Dimensions Open Datasets
The Dimensions Open Datasets collection provides free access to large-scale scholarly and bibliometric datasets in the Google BigQuery environment. These datasets allow data analysts, scientometricians, and researchers to carry out advanced investigations taking advantage of the speed and flexibility of the BigQuery platform.
This collection currently features the public data files for ORCID and DataCite.
ORCID Dataset
This dataset is a SQL representation of the ORCID public data file. ORCID (Open Researcher and Contributor ID) is a free, unique, persistent identifier (PID) for individuals to use as they engage in research, scholarship, and innovation activities.

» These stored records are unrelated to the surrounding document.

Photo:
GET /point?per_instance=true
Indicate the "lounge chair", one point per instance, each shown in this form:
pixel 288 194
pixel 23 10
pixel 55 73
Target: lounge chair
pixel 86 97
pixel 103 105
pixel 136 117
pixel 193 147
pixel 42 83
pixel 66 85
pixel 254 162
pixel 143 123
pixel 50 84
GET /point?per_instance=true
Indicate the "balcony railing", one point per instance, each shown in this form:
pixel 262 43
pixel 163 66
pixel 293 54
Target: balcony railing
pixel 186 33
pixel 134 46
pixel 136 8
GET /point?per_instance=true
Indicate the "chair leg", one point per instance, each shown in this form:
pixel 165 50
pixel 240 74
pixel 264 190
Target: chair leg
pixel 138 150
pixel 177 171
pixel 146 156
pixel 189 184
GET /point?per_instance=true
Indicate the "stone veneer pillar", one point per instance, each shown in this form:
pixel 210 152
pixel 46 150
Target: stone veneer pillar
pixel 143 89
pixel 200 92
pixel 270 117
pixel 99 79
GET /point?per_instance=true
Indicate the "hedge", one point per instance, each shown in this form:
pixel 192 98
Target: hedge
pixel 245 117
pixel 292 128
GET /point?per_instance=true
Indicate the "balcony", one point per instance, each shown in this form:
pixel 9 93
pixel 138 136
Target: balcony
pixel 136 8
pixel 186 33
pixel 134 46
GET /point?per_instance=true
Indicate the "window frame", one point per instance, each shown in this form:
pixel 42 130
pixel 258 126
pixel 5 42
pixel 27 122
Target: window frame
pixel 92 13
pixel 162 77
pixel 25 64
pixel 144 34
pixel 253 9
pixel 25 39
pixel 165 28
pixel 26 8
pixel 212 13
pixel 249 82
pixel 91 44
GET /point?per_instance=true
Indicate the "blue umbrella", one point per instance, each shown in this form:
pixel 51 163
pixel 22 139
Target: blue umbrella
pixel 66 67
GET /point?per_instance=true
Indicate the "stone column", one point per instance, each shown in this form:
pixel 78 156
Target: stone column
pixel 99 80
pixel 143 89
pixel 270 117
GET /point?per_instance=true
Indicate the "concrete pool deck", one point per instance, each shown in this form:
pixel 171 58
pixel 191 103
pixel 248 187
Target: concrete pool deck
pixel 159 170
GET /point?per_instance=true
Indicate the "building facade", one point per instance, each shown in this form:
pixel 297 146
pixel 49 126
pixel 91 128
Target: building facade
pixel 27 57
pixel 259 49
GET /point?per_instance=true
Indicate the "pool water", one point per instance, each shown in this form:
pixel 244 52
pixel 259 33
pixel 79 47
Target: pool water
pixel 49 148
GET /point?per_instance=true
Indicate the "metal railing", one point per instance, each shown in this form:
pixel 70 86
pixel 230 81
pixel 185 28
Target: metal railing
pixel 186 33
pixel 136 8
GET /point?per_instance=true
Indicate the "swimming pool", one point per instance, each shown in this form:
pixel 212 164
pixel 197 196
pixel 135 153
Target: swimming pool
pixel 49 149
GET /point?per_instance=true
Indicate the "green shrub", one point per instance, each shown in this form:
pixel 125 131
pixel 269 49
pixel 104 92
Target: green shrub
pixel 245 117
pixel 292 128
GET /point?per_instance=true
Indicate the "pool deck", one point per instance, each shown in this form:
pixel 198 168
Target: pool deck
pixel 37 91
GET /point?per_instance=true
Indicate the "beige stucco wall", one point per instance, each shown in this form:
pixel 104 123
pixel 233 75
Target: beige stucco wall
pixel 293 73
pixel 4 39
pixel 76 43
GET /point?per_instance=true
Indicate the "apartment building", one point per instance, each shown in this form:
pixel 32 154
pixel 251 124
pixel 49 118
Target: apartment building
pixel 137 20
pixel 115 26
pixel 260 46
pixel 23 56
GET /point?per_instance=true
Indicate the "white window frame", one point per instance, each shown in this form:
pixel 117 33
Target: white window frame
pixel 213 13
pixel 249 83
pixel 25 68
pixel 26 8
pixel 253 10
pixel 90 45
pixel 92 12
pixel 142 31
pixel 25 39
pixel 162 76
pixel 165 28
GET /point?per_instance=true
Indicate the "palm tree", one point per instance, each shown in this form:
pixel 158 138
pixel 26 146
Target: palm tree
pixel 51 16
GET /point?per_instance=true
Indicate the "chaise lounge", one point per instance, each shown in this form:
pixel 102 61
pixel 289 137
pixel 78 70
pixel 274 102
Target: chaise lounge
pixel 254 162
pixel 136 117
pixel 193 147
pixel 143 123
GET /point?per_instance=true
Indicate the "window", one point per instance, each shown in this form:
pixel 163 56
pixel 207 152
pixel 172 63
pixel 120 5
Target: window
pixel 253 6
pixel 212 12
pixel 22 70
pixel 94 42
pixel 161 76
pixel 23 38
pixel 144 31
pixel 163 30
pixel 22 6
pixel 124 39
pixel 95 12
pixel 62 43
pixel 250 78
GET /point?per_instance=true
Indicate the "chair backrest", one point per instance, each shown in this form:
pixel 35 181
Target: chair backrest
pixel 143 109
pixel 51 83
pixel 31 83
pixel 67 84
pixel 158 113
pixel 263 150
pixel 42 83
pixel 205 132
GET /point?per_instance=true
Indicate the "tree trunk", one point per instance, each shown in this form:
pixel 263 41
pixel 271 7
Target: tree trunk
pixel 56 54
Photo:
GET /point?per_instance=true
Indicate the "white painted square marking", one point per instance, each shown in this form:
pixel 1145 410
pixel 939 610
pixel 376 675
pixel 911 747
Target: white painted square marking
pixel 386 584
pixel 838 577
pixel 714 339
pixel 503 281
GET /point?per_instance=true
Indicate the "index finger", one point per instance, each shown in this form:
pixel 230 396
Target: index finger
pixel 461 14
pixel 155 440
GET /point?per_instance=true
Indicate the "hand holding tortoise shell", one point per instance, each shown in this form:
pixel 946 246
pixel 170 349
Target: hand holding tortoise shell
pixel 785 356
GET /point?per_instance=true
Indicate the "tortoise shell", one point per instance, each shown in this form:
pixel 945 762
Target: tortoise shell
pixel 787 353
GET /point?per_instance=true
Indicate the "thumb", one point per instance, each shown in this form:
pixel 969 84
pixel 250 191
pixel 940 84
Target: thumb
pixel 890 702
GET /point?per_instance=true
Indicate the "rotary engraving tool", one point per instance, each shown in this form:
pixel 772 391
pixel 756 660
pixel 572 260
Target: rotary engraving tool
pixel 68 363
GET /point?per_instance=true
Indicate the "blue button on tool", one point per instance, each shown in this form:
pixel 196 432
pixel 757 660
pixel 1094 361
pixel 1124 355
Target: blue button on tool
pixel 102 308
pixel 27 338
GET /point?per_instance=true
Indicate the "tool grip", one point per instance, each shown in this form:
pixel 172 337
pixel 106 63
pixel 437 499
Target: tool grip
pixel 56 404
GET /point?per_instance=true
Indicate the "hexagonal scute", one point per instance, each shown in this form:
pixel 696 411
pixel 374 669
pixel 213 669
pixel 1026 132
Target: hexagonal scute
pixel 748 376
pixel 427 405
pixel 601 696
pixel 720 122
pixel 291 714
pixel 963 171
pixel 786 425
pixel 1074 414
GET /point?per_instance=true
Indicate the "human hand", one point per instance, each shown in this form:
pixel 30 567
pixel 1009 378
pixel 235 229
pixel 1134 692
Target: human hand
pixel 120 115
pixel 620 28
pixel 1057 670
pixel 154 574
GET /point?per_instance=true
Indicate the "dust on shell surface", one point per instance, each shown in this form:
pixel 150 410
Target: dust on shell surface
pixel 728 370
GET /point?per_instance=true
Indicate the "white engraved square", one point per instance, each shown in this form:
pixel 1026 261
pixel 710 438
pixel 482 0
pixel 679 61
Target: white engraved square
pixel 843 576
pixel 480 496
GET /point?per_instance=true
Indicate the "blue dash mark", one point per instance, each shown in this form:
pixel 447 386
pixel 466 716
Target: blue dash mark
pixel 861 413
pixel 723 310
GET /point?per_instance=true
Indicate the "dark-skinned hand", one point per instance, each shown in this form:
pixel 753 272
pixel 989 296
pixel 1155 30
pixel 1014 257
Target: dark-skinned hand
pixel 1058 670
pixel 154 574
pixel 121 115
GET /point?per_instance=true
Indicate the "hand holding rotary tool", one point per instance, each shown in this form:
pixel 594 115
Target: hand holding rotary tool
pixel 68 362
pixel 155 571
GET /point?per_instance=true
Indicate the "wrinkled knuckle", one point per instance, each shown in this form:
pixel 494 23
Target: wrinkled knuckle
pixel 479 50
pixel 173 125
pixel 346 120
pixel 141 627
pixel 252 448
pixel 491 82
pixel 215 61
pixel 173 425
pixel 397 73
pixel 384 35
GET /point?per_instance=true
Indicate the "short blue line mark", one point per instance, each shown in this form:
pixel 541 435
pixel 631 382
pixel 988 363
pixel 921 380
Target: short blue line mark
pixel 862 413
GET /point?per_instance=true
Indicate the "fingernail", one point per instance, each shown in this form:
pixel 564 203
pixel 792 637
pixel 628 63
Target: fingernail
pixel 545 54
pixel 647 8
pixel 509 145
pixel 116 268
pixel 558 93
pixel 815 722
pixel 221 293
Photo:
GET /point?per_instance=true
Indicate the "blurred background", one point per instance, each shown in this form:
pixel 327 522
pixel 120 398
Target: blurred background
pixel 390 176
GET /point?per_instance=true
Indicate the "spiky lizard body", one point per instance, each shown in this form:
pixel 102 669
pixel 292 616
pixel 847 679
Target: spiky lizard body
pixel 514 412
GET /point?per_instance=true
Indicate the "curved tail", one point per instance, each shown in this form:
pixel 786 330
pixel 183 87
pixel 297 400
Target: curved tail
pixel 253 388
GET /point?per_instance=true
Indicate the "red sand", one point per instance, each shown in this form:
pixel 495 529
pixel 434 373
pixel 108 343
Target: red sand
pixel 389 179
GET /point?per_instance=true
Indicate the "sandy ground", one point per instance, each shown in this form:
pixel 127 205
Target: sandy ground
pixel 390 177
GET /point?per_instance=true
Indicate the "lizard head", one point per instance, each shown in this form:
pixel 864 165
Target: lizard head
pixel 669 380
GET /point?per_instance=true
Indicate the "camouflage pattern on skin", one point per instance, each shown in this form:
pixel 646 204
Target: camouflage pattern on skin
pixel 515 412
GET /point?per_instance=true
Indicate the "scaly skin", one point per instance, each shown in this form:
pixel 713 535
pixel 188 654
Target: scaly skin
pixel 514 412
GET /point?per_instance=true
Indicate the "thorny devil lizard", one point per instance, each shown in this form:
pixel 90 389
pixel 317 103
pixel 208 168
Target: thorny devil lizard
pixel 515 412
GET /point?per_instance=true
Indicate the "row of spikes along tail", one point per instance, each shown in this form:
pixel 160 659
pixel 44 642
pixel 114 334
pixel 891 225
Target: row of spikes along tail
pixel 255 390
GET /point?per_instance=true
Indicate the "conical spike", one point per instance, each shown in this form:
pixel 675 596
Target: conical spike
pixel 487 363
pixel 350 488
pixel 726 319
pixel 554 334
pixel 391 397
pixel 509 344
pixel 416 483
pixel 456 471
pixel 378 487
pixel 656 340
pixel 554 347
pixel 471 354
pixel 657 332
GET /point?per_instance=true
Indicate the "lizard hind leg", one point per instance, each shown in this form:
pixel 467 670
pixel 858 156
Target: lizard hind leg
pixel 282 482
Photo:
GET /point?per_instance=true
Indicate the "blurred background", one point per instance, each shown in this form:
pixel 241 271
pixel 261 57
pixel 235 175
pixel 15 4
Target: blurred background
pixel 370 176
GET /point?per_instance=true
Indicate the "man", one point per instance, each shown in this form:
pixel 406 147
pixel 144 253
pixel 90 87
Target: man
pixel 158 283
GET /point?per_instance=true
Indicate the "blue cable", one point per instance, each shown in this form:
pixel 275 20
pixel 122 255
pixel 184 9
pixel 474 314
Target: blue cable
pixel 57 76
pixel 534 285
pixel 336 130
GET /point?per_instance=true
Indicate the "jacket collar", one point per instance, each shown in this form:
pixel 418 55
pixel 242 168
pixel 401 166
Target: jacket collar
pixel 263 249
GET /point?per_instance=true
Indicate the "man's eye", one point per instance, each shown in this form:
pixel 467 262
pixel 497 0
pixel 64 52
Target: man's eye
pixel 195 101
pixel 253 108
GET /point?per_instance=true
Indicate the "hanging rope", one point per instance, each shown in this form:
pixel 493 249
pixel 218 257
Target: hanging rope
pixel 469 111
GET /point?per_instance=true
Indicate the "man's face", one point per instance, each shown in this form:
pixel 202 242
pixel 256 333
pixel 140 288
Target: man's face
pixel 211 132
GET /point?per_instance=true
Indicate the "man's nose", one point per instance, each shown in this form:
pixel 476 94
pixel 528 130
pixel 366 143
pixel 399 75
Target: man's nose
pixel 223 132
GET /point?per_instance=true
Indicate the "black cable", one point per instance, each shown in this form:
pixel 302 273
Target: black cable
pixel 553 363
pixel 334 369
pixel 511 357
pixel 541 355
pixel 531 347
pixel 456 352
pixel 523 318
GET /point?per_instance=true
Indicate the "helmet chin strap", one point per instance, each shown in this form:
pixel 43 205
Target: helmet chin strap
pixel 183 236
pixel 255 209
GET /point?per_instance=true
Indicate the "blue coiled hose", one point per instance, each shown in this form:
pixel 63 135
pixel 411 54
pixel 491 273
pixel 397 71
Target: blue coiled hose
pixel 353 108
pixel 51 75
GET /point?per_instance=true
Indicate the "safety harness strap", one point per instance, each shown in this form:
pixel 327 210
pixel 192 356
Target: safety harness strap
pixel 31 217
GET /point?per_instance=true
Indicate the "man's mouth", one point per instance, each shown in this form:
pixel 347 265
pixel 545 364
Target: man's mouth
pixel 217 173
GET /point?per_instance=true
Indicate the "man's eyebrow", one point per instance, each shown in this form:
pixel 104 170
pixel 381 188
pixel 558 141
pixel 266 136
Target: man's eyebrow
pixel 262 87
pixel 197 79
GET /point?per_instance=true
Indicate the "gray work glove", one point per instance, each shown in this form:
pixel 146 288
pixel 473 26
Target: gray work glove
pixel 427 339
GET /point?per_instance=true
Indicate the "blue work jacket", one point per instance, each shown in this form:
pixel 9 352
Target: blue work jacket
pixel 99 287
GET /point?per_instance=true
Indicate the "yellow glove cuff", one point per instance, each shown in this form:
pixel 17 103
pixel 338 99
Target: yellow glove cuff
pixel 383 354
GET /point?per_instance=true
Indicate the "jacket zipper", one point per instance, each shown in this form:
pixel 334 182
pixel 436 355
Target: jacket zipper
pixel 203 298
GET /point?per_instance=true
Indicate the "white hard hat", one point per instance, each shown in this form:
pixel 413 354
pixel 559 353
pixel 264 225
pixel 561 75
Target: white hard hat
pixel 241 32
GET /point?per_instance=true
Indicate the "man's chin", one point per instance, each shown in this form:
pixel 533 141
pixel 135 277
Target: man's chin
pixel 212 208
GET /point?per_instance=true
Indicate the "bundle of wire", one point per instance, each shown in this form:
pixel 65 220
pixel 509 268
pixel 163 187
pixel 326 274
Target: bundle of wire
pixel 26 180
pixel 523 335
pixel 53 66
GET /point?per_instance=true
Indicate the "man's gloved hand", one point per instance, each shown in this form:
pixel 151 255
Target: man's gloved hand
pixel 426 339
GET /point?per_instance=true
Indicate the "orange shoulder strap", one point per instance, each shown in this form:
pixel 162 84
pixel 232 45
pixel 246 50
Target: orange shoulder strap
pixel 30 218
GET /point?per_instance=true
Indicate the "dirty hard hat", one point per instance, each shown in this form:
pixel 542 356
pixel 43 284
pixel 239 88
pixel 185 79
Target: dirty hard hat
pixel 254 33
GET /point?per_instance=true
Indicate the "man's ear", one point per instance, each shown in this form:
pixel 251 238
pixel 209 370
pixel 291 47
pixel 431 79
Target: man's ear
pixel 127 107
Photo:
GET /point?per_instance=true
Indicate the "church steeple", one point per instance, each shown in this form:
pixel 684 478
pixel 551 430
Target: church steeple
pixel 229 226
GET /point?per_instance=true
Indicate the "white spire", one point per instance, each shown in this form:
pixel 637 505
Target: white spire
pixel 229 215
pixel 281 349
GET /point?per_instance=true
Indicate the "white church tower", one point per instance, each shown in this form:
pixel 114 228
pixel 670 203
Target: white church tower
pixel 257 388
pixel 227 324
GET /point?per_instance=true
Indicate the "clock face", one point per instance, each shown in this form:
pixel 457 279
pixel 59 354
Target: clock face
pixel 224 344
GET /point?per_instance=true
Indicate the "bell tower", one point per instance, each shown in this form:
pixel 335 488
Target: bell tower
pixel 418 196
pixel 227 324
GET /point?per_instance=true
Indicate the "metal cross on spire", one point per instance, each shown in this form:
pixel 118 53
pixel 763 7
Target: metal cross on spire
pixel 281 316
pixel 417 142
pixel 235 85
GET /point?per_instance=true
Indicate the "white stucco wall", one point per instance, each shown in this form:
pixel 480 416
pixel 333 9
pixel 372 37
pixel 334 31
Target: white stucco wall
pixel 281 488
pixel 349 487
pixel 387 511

An ORCID record may contain information about a researcher’s work, affiliations, funding, peer review, and more. Items on ORCID records can be broken down into assertions that connect the ORCID iD-holder with an activity or affiliation.
Release date: Feb 2025
Update frequency: Yearly
License: CC0
Documentation: ORCID Official Schema
Sample Queries: Dimensions BigQuery Lab - ORCID
DataCite Dataset
DataCite is a leading global non-profit organization that provides persistent identifiers (DOIs) for research data and other research outputs. A DataCite record contains descriptive metadata for research outputs and resources structured according to the DataCite Metadata Schema. These records may include links to other persistent identifiers (PIDs) for works (DOIs), people (ORCID iDs), and organizations (ROR IDs).
Release date: Jan 2026
Update frequency: Yearly
License: CC0
Documentation: DataCite API documentation
Sample Queries: Dimensions BigQuery Lab - DataCite